The working approach
The only working approach is a workflow, which is invoked on small-ish subtrees of your content. It skips silently over content which does not need to be migrated, and reports every situation which got migrated. It might even have a dry-run mode, which just reports everything it would change. This approach has a few advantages:
- It will be invoked intentionally on author only, and only operates a single, well-defined subtree of content. It logs all changes it does.
- It does not automatically activate every change it has done, but requires activation as a dedicated second step. This allows to validate the changes and activate it only then.
- If it fails, it can repeatedly get invoked on the same content, and continue from were it has left.
- It’s a workflow, with the guarantees of a workflow. It cannot time out as a request can do, but will complete eventually. You can either log the migration output or store it as dedicated content/node/binary data somewhere.

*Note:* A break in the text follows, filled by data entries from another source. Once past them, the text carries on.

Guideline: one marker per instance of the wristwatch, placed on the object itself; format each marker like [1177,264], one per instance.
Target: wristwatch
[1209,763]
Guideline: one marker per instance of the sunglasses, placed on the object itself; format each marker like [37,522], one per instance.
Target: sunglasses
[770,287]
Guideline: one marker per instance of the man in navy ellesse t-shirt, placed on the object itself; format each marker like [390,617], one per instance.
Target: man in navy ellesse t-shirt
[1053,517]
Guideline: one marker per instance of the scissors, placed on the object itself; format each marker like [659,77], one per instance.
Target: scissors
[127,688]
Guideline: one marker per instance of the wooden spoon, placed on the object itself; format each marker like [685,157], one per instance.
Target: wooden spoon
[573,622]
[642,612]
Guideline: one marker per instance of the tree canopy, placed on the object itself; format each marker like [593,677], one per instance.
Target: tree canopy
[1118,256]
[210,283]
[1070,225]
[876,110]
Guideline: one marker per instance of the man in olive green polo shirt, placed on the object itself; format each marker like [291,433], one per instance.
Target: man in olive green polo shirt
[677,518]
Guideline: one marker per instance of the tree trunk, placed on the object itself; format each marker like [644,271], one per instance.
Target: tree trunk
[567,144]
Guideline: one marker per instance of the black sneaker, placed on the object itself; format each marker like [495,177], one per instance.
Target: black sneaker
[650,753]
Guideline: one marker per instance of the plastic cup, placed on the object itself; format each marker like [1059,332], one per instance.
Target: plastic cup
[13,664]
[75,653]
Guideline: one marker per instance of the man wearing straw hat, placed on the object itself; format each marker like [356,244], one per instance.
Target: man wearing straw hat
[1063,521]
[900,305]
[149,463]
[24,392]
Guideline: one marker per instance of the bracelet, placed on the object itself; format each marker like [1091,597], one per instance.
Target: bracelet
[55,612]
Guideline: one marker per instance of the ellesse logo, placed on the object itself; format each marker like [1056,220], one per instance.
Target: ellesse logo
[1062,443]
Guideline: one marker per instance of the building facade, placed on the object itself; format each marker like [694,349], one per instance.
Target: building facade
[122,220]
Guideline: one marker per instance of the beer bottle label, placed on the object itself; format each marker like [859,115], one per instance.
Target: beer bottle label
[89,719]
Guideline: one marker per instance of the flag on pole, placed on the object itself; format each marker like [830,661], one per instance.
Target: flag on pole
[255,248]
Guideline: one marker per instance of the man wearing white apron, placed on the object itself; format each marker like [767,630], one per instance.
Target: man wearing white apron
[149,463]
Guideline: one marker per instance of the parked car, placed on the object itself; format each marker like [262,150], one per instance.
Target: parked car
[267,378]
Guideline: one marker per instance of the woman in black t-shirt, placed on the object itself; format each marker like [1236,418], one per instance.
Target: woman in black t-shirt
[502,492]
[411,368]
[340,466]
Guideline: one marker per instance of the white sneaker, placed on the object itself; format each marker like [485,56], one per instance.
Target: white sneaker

You know when a subtree is migrated and you can prove that it’s completed.
Of course this is not something you can simply do, but it requires some planning in both designing, coding and the execution of the content migration.
Now, let’s face the few things which don’t work.
Non-working approach 1: Changing content on the fly
I have seen page rendering code, which tries to modify the content it is operating on, removing old properties, adding new properties either with default values and other values.
This approach can work, but only if the user has write permissions on the content. As this migration happens at the first time the rendering is initiated with write permissions (normally by a regular editor on the authoring system), it will fail in every other situation (e.g on publish if the merging conditions exist there as well). And you will have a non-cool mix of page rendering and content-fixup code in your components.
This is a very optimistic approach, over which you don’t have any control, and for that reason you probably can never remove that fixup code, because you never know if all content has already been changed.
Non-working approach 2: Let’s do it on startup
Admitted, I have seen this only once. But it was a weird thing, because a migration OSGI service was created, which executed the content migration in its activate() method. And we came across it because this activate delayed the entire startup to a situation, which caused our automation to run into a timeout, because we don’t expect a startup of an AEM instance to take 30+ minutes.
Which is also its biggest problem and which makes it unusable: You don’t have any control over this process, it can be problematic in the case of clustered repositories (in AEM CS authoring) and even if the migration has already been completed, the check if there’s something to do can take quite long.
But hey, when you have it already implemented as service, it’s quite easy to migrate it to a workflow and then use the above recommended approach.
Let me know if you have found other cases of working or non-working approaches for content migration; but in my experience it’s always the best way to make this an explicit task, which can be planned, managed and properly executed. Everything else can work sometimes, but definitely with a less predictable outcome.